Cozzi: “Teramo nel caos, D’Alberto richiama Di Bonaventura”

Il parere del consigliere comunale

“Vorrei usare tante parole per descrivere l’attuale situazione dell’Amministrazione D’Alberto sulla gestione della città di Teramo, ma me ne viene in mente solo una: caos. Caos amministrativo, politico, di progettazione, caos generale. Un caos che ormai non è un episodio isolato ma è diventato un sistema, unesperienza quotidiana per i cittadini”.

A dirlo il consigliere comunale di Forza Italia Mario Cozzi.

“Abbiamo un sindaco che è prossimo al quarto rimpasto: addirittura sembra sia orientato verso il rientro dell’ex assessore Valdo Di Bonaventura. E pensare che questa Amministrazione si era presentata alle elezioni con quattro punti chiave: partecipazione, cambiamento, ordine amministrativo e trasparenza. E invece oltre al caos politico, c’è quello della gestione. Viabilità senza regole, cantieri, parcheggi, progetti appesi. I cittadini si svegliano ogni giorno in una città diversa, con nuove transenne, nuovi divieti di transito. Per non parlare di lavori ormai quotidiani,come quelli Enel o della fibra, che vengono autogestiti: si sistema un tratto di asfalto e il giorno dopo viene nuovamente distrutto”.

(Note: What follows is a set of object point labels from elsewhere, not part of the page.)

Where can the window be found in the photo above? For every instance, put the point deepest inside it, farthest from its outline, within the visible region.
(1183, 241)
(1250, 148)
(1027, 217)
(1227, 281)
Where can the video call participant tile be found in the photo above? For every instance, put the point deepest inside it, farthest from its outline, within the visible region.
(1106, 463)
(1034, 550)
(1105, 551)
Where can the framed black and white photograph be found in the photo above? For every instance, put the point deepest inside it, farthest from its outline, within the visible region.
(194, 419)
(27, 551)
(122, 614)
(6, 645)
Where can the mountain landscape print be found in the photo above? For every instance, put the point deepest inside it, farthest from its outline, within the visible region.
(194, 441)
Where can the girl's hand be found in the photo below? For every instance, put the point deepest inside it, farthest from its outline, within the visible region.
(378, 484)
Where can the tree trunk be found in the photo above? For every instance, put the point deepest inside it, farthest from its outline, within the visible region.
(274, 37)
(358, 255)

Cantieri che ormai soffocano la città e che portano con sé il caos dei parcheggi: interi stalli sottratti ai cittadini, perché racchiusi nell’area dei lavori. Cantieri infiniti che sembrano fermi. Basta guardare quello del mercato coperto, un cantiere fantasma e senza tempi. Cronoprogammi che ormai sono mere formalità: bastipensare all’ipogeo, per cui i lavori sono passati da un anno a oltre due anni e mezzo, per un importo lievitato da un milione di euro a più del doppio. Grandi annunci in realtà vuoti nella sostanza, come la ciclovia, tanto sbandierata e poi? Nessuna inaugurazione, lasciata all’abbandono, senza manutenzione, sporca, inutilizzabile. Oppure i grandi annunci sulla centrale elettrica della Cona. E se pensiamo alla Cona, come non parlare dello scempio sulle scuole. Questa amministrazione ha avallato, senza battere ciglio, quelle strutture che definiamo scuole, quando con una programmazione di lavori e una lungimiranza politica e amministrativa, il nostro territorio avrebbe già potuto avere edifici da utilizzare in caso di emergenza.  Il caos, però, non nasce solo all’esterno. È il riflesso di ciò che accade all’interno della macchina amministrativa. Se manca coordinamento con i dirigenti, se chi gestisce le pratiche opera senza una regia chiara, il risultato non può che essere quello che i cittadini vivono ogni giorno: una città senza bussola, un labirinto amministrativo in cui orientarsi diventa impossibile. Sono gli stessi cittadini, sempre più spesso, a lanciare appelli anche attraverso la stampa, nel tentativo di ritrovare un minimo di ordine. Così come tecnici, professionisti, uffici che devono portare avanti la propria attività sul territorio e sono costretti a farlo senza un minimo di ordine. Basterebbe guardare i comuni vicini per rendersi conto che questa è una situazione tutta teramana. È il frutto preciso di scelte o, più spesso, di mancate scelte. E quando manca il governo cittadino, il caos non è un incidente, ma una vera e propria scelta”.